Les limites de l’IA dans le doublage
Bien que les voix générées par l’IA puissent impressionner par leur précision technique, elles manquent souvent de la vitalité et de l’émotion nécessaires pour véritablement toucher les auditeurs. La différence de qualité est particulièrement notable entre les voix originales japonaises des anime et leurs doublages en anglais, français ou espagnol. « Imaginez une Japan Expo avec que des robots qui viennent signer des autographes, ce serait horrible. Pour l’instant, on a envie de travailler », insiste Brigitte Lecordier.
Un outil, pas un remplacement
Il est crucial de considérer l’IA comme un outil complémentaire plutôt qu’un remplacement des comédiens de doublage. Les voix synthétiques actuelles sont encore loin de pouvoir reproduire les discours avec la même intensité et émotion que celles de comédiens comme Benjamin Pascal, la voix française de Ragnar Lothbrok dans la série « Vikings ». La passion et le talent des comédiens de doublage se transmettent à travers l’écran, offrant une expérience unique que l’IA ne peut pas encore égaler.

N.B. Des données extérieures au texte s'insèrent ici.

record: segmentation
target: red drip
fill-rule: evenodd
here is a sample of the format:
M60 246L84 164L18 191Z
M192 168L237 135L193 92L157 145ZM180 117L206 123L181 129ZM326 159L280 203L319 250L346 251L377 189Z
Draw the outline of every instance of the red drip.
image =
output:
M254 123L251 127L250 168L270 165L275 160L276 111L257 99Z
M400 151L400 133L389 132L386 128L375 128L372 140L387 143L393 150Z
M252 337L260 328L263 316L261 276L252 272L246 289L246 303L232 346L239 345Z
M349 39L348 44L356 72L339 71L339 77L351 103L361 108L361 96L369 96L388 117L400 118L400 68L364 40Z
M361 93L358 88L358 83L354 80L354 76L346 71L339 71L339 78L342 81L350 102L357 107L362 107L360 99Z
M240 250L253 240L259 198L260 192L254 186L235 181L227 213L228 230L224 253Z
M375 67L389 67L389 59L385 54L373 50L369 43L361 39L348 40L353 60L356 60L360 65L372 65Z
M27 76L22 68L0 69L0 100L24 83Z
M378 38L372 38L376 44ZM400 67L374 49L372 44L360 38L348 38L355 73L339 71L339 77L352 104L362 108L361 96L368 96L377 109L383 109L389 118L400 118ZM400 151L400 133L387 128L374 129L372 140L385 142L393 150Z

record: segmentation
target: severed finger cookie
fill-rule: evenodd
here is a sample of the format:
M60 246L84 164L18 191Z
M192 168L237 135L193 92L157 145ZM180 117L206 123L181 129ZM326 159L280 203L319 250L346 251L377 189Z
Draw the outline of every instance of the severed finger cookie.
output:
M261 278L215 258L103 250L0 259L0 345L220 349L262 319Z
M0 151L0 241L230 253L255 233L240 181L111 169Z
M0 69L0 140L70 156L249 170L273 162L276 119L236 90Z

La lutte pour la reconnaissance et la protection
Le collectif « Touche pas à ma VF » défend plus de 15 000 emplois menacés par l’IA, soulignant l’importance de protéger cette profession précaire. « Il faut que l’on se demande quelle société on veut pour nos enfants, » déclare Lecordier, « est-ce qu’on veut une société gérée par des robots, ou la voix d’un comédien qui va raconter des belles choses et nous émouvoir. »
Un appel à légiférer
La France, connue pour son exception culturelle et la qualité de ses doublages, doit légiférer pour protéger cette industrie. « En ce moment, je travaille sur La petite mort de Davy Mourier, c’est un vrai bonheur. Je travaille avec l’auteur, avec le réalisateur, c’est un vrai échange, on invente, et ça, l’IA ne peut pas le faire, » explique Brigitte Lecordier.
Une reconnaissance nécessaire pour un métier exigeant
Les comédiens de doublage, avant tout des artistes passionnés, méritent une reconnaissance à la hauteur de leur talent. Comme tout métier artistique, il n’est pas facile d’obtenir un salaire stable et satisfaisant. « Quand on est sur un dessin animé, un film, on gagne bien sa vie, mais on ne la gagne pas tous les jours », souligne Lecordier. Protéger cette profession, c’est aussi préserver une partie de notre patrimoine culturel et garantir que les histoires continuent de nous toucher profondément, racontées par des voix humaines.